Las fauces de la luz





Entonces, el mundo era un paraíso. El aire arrastraba consigo el aroma dulzón de las jugosas naranjas; los suelos frescos y atestados de rocío se desplegaban a lo largo de la llanura hasta alcanzar sus invisibles confines, desprendiendo un fuerte olor a hierba; y estaban los hermosos alcornoques, acompañados de robles y álamos… Las abejas iban de flor en flor, emitiendo un tenue y constante zumbido, como un susurro. Y de sus grandes y doradas colmenas se podía recoger la más dulce y exquisita miel. Incluso había pequeñas ardillas rojizas cuyas largas colas se enroscaban entorno a las ramas, por no mencionar las coloridas variedades de pájaros, enfundados en sus trajes de plumas irisadas.
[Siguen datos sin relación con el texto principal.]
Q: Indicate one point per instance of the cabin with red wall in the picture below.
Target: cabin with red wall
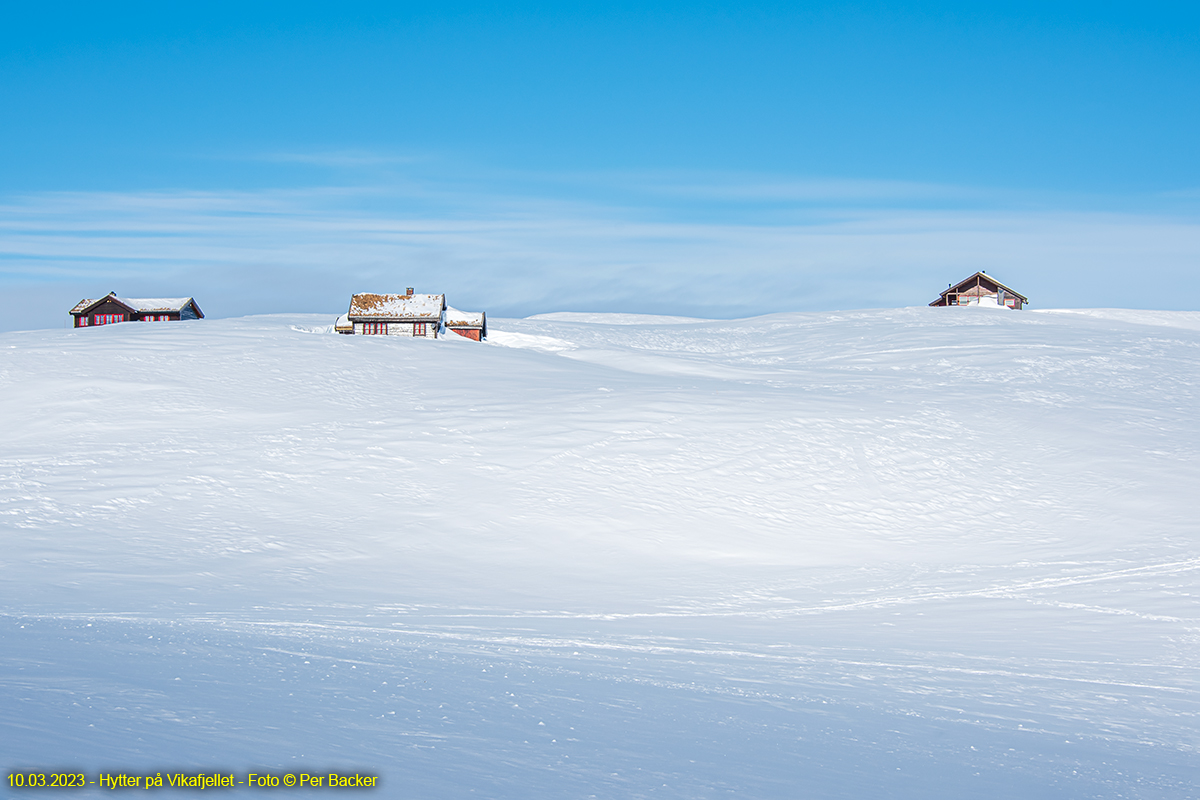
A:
(111, 310)
(981, 289)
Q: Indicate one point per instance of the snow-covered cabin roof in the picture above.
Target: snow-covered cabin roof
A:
(142, 305)
(427, 307)
(456, 318)
(987, 277)
(159, 305)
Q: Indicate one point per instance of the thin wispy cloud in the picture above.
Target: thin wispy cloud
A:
(522, 253)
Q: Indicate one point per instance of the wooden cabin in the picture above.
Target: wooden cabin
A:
(471, 324)
(111, 308)
(396, 314)
(981, 289)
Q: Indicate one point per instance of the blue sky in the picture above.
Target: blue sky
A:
(694, 158)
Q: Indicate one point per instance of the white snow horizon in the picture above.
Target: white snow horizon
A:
(901, 553)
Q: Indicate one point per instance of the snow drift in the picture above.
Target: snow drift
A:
(927, 552)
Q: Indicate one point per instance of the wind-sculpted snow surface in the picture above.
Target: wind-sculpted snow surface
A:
(913, 553)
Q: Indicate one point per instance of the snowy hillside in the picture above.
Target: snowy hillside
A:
(912, 553)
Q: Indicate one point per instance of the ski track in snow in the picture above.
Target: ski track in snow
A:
(929, 553)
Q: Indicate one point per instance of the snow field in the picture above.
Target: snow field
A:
(897, 553)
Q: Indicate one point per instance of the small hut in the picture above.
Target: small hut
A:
(981, 289)
(396, 314)
(111, 308)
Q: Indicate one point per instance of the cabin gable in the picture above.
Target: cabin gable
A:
(981, 289)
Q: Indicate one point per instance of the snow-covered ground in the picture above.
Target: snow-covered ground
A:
(910, 553)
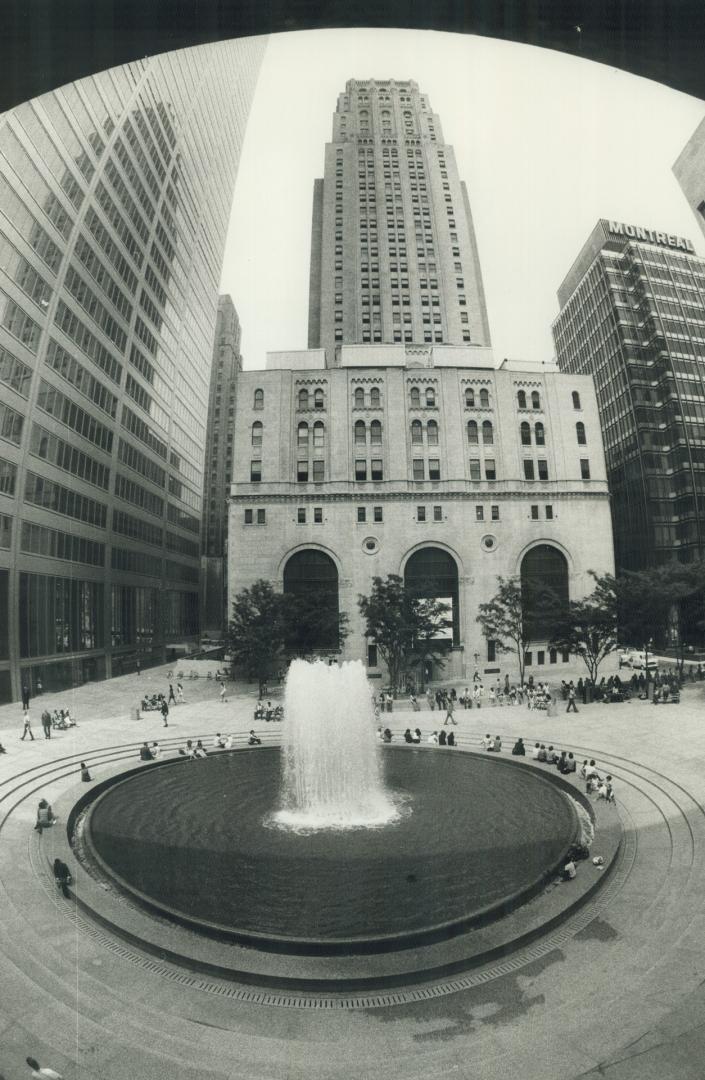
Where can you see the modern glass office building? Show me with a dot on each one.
(633, 315)
(114, 199)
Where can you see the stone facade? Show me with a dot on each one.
(486, 525)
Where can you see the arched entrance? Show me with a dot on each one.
(312, 577)
(432, 574)
(544, 582)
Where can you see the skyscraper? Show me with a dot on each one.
(690, 173)
(633, 315)
(393, 444)
(227, 363)
(114, 198)
(393, 252)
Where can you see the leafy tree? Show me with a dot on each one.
(404, 626)
(256, 633)
(504, 619)
(587, 628)
(310, 622)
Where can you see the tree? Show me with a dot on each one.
(312, 624)
(587, 628)
(504, 619)
(256, 633)
(404, 626)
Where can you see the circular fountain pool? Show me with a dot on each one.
(195, 840)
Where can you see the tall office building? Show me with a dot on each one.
(690, 173)
(633, 315)
(114, 199)
(393, 252)
(227, 362)
(393, 444)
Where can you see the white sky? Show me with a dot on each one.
(546, 144)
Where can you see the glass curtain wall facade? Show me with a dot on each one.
(633, 315)
(227, 363)
(114, 199)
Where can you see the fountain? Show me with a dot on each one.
(330, 766)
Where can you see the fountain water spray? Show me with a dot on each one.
(331, 770)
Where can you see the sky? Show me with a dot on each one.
(546, 144)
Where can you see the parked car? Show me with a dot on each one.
(637, 660)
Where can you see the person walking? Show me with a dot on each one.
(42, 1074)
(46, 724)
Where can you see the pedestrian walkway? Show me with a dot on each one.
(622, 998)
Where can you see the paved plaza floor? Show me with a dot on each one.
(623, 997)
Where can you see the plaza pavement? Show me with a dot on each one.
(623, 998)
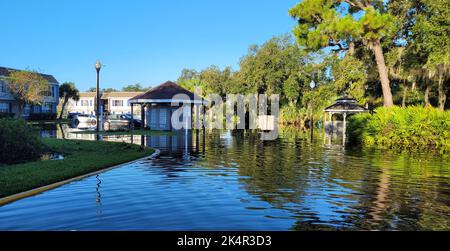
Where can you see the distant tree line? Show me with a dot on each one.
(394, 52)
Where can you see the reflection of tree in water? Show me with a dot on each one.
(403, 193)
(98, 198)
(388, 190)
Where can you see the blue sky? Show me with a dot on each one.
(138, 41)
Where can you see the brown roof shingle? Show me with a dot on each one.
(4, 71)
(165, 91)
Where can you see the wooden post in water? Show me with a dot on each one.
(344, 130)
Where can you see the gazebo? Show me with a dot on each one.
(345, 106)
(156, 105)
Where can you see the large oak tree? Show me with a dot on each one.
(342, 25)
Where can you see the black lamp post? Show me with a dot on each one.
(311, 126)
(98, 67)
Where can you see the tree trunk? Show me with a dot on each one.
(442, 95)
(427, 94)
(18, 115)
(63, 107)
(405, 93)
(382, 70)
(351, 49)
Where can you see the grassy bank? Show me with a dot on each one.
(403, 128)
(81, 157)
(134, 132)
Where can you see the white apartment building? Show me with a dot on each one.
(113, 103)
(8, 105)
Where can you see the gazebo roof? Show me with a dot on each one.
(346, 105)
(165, 93)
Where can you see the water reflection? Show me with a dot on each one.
(230, 180)
(98, 199)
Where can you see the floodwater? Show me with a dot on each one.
(224, 180)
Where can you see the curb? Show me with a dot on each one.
(36, 191)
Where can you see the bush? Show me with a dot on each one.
(19, 142)
(42, 116)
(412, 127)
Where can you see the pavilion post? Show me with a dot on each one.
(132, 118)
(332, 128)
(143, 116)
(344, 130)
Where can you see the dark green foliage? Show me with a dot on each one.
(412, 128)
(19, 142)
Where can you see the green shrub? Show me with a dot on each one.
(412, 127)
(291, 115)
(19, 142)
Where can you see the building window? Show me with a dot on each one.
(117, 103)
(48, 92)
(46, 108)
(4, 107)
(2, 86)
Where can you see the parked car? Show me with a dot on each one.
(136, 122)
(116, 123)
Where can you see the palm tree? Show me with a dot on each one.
(68, 91)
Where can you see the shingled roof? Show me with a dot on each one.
(346, 104)
(164, 92)
(4, 71)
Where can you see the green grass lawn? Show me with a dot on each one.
(81, 157)
(134, 132)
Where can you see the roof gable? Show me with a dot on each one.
(165, 91)
(4, 71)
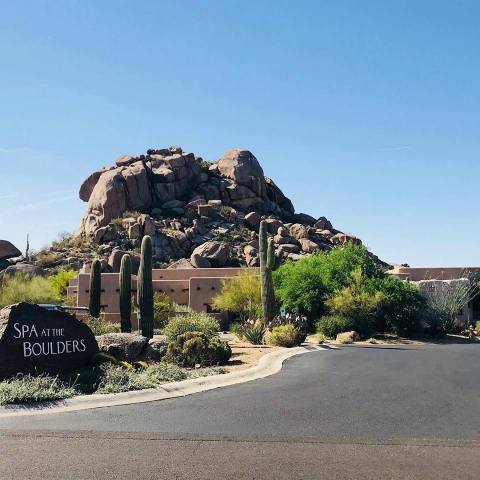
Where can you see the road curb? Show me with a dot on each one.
(269, 364)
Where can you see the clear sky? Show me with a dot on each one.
(366, 112)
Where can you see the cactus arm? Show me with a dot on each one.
(145, 288)
(95, 289)
(125, 286)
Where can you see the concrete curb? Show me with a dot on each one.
(269, 364)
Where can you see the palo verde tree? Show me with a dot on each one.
(145, 288)
(125, 286)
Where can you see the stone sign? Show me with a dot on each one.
(36, 340)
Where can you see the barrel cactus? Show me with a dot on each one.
(95, 289)
(125, 287)
(145, 288)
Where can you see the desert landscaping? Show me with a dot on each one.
(172, 251)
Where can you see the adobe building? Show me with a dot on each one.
(191, 287)
(471, 311)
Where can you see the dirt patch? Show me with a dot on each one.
(245, 355)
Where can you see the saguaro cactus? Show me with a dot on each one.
(145, 288)
(125, 286)
(267, 264)
(95, 289)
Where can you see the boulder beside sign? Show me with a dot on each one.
(35, 340)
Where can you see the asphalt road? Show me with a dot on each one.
(357, 412)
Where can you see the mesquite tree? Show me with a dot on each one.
(267, 264)
(145, 288)
(95, 289)
(125, 286)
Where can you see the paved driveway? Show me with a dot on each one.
(355, 406)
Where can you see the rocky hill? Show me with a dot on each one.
(198, 214)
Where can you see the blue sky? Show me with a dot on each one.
(365, 112)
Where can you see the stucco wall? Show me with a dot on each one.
(194, 287)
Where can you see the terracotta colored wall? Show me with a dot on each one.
(416, 274)
(194, 287)
(187, 273)
(202, 291)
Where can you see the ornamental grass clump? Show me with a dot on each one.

Y luego estaba el río. El río resquebrajaba la llanura con sus aguas cristalinas y sosegadas, donde los peces nadaban, los pájaros bebían y el musgo medraba. Y si había algo capaz de perturbar aquella paz, aquella tranquilidad eternal… era el salto de los salmones que huían del acecho de las majestuosas garzas. Era todo perfecto.


Pero aquella mañana cambió.


Comenzó con un delicado y lejano brote de luz en el horizonte, y que no era el amanecer.
Mi primera reacción fue sentarme sobre las raíces de un gran roble, sobrecogido, y apoyar la espalda en su tronco rugoso. «Ha empezado» comprendí en aquel preciso instante.


Después, todo sucedió muy rápido: la visión de aquellas hermosas cúpulas vegetales y sus abejas, las rocas musgosas, el río, incluso el propio suelo… todo quedó sepultado por la luz.


Un repentino estallido de luminosidad y color, una silente pero intensa tormenta de resplandores, cientos de tonalidades mezcladas, enroscándose y formando tornados de iridiscencia. Un caos lumínico.


No se oía nada. No se veía nada. Solo rayos de luz. Dorados, turquesa, rojos, verdes… luz de todos los colores y ninguno, lo suficientemente intensa para eclipsar cualquier silueta.


Y estaba el dolor. Un dolor que arrancaba alaridos a mi garganta. Un dolor que sentía en cada fibra de mi ser, como cientos de agujas desgarrándome desde dentro. «Es radiación» entendí. Y también comprendí que, al igual que aquellos majestuosos pájaros, los salmones y cualquier otro ser vivo, no tenía escapatoria. «La vida…– pensé, atónito–, tan delicada…» Tanto árboles como animales, quedaron carbonizados. El agua, evaporada. Y el suelo, completamente infértil.



Antes de morir, me dije que jamás entendería para qué sirven las bombas.